Ich würde dir aber raten, vorher mal noch deine Vertragsbedingungen (auch AGB) zu deiner Flatrate durchzulesen. Es kann gut sein, dass dort das dauerhafte Aufrechterhalten einer Verbindung für einen Webserver-Betrieb ausgeschlossen ist.


----------



## gamba (9. April 2008)

Hallo Hauke,

wenn du einen zweiten Rechner aufsetzen willst, ist es teurer als ein Provider zu beauftragen. Aber es gibt andere Vorteile von einem Webserver @ home. (Einstellungen etc.....) 

Ich habe eine Adresse bei Dyndns. Einfach auf http://www.dyndns.com registrieren. Dann brauchst du noch einen Client (DeeEnEs,.....) der deine IP aktualisiert. 
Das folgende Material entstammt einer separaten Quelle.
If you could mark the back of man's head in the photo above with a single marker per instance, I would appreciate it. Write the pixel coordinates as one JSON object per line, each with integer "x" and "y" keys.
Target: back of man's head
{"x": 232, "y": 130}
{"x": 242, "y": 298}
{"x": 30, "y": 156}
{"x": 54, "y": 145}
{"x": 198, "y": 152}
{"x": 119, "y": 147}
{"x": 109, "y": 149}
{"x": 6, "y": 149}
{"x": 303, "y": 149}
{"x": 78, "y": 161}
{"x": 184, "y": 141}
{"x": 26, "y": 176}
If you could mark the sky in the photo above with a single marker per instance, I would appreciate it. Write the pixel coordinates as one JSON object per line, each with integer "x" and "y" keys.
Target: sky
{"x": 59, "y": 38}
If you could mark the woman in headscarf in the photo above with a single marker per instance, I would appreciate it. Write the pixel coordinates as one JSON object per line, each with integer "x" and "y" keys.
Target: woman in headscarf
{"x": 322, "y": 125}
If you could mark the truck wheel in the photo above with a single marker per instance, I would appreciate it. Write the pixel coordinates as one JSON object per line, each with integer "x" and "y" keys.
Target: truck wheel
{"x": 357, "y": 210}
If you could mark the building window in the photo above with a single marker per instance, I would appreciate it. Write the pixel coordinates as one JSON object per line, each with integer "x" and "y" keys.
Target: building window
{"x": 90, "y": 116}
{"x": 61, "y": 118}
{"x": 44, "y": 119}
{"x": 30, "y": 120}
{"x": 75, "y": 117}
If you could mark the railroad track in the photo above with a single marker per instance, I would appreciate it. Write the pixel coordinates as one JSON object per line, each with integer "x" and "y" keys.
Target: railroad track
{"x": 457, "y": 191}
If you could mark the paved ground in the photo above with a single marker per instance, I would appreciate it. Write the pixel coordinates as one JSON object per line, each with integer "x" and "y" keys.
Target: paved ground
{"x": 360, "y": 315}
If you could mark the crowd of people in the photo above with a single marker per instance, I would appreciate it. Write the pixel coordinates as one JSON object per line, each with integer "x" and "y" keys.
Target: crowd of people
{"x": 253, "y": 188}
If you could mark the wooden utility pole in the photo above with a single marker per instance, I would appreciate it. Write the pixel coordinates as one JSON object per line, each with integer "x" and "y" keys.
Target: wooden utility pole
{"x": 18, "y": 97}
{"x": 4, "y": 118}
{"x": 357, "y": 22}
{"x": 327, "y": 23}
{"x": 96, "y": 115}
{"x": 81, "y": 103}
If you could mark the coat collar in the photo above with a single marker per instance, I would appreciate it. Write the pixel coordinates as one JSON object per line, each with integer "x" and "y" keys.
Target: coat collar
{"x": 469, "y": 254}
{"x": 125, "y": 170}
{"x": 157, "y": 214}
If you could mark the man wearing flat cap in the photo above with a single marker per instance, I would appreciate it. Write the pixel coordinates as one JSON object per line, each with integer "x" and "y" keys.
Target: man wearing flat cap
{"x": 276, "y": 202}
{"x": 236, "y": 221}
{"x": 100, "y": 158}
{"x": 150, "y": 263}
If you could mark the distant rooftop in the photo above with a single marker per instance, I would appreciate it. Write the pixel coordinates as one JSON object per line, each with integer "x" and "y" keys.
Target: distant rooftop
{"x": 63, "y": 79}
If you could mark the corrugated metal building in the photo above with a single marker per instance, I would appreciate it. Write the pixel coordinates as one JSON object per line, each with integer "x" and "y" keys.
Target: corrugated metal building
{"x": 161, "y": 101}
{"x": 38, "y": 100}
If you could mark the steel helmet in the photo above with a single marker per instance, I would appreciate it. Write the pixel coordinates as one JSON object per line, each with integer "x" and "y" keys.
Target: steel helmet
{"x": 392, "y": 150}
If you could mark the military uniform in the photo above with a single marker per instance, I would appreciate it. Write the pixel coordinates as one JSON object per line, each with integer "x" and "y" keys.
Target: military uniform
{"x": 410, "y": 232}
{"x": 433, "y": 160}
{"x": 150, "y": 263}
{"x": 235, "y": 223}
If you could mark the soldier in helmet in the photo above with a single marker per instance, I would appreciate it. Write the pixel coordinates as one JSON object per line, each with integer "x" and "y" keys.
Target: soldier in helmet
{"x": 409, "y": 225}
Als Webserver für den Homerechner kann ich dir XAMPP empfehlen. 

Gruß


----------



## hauke1981 (9. April 2008)

Danke, 

von dem webserver xampp habe ich schon mal gehört.

@shutdown: an das hab ich gar nicht gedacht, dass das ausgeschlossen sein kann, da muss ich doch dann mal lieber nachschauen

ansonsten gehe ich zu einem anbieter wo nicht so teuer ist im monat, kann mir da einer einen empfehlen? Traffic wird bei meiner seite nicht so arg viel entstehen und ein riesigen speicherplatz brauch ich auch nicht, nicht schlecht wäre es wenn ich js Dateien und vielleicht php verwenden könnte.


----------



## mattit-jah (9. April 2008)

Hmm knallhart.de soll recht gut sein. Schau mal unter https://knallhart.de/domains/ ob das deinen Wünschen entspricht.


----------



## hauke1981 (14. April 2008)

Hier im Forum hat doch einer mal Webspace angeboten. Find den Thread gerade nicht. Kann mir da einer weiterhelfen oder kann mir einer Webspace anbieten?


----------